- July 11, 2023Research
Large-scale machine learning
Today, training most powerful models often takes significant resources. Our research aims to make large-scale training more efficient and accessible to the entire machine learning community.
- ICML, 2023
The high computational and memory requirements of large language model (LLM) inference make it feasible only with multiple high-end accelerators. Motivated by the emerging demand for latency-insensitive tasks with batched processing, this paper initiates the study of high-throughput LLM inference using limited resources, such as a single commodity GPU. We present FlexGen, a high-throughput generation engine for running LLMs with limited GPU memory.

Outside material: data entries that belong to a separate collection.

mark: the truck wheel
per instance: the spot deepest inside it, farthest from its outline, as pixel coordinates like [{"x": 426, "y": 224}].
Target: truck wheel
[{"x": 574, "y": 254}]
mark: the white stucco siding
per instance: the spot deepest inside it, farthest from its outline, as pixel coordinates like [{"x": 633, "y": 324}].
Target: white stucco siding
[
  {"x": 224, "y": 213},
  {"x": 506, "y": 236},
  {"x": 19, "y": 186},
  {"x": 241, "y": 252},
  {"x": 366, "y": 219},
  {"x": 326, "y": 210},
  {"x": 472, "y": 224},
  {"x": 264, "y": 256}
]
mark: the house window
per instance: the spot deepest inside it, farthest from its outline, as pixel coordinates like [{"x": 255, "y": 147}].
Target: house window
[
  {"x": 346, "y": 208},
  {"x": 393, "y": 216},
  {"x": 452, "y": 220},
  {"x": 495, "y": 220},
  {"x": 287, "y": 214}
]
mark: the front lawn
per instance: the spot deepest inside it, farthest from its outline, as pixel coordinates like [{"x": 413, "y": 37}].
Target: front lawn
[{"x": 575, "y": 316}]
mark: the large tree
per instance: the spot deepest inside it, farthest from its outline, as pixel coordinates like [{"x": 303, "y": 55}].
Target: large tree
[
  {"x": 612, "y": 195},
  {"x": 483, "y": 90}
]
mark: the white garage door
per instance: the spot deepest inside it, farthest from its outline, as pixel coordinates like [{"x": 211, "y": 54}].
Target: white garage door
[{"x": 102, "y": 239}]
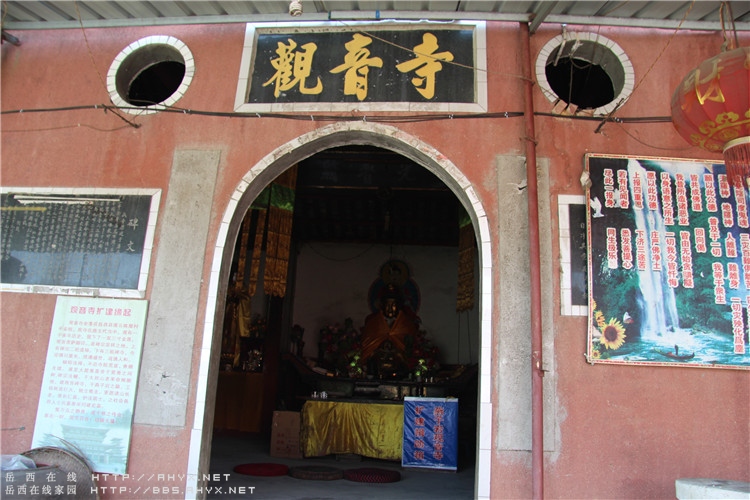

FlexGen can be flexibly configured under various hardware resource constraints by aggregating memory and computation from the GPU, CPU, and disk. By solving a linear programming problem, it searches for efficient patterns to store and access tensors. FlexGen further compresses the weights and the attention cache to 4 bits with negligible accuracy loss. These techniques enable FlexGen to have a larger space of batch size choices and thus significantly increase maximum throughput. As a result, when running OPT-175B on a single 16GB GPU, FlexGen achieves significantly higher throughput compared to state-of-the-art offloading systems, reaching a generation throughput of 1 token/s for the first time with an effective batch size of 144. On the HELM benchmark, FlexGen can benchmark a 30B model with a 16GB GPU on 7 representative sub-scenarios in 21 hours. The code is available at https://github.com/FMInference/FlexGen.
- ICML, 2023
Many deep learning applications benefit from using large models with billions of parameters. Training these models is notoriously expensive due to the need for specialized HPC clusters. In this work, we consider alternative setups for training large models: using cheap "preemptible" instances or pooling existing resources from multiple regions. We analyze the performance of existing model-parallel algorithms in these conditions and find configurations where training larger models becomes less communication-intensive. Based on these findings, we propose SWARM parallelism, a model-parallel training algorithm designed for poorly connected, heterogeneous and unreliable devices. SWARM creates temporary randomized pipelines between nodes that are rebalanced in case of failure. We empirically validate our findings and compare SWARM parallelism with existing large-scale training approaches. Finally, we combine our insights with compression strategies to train a large Transformer language model with 1B shared parameters (approximately 13B before sharing) on preemptible T4 GPUs with less than 200Mb/s network.
- ICML, 2022
Many areas of deep learning benefit from using increasingly larger neural networks trained on public data, as is the case for pre-trained models for NLP and computer vision. Training such models requires a lot of computational resources (e.g., HPC clusters) that are not available to small research groups and independent researchers. One way to address it is for several smaller groups to pool their computational resources together and train a model that benefits all participants. Unfortunately, in this case, any participant can jeopardize the entire training run by sending incorrect updates, deliberately or by mistake. Training in presence of such peers requires specialized distributed training algorithms with Byzantine tolerance. These algorithms often sacrifice efficiency by introducing redundant communication or passing all updates through a trusted server, making it infeasible to apply them to large-scale deep learning, where models can have billions of parameters. In this work, we propose a novel protocol for secure (Byzantine-tolerant) decentralized training that emphasizes communication efficiency.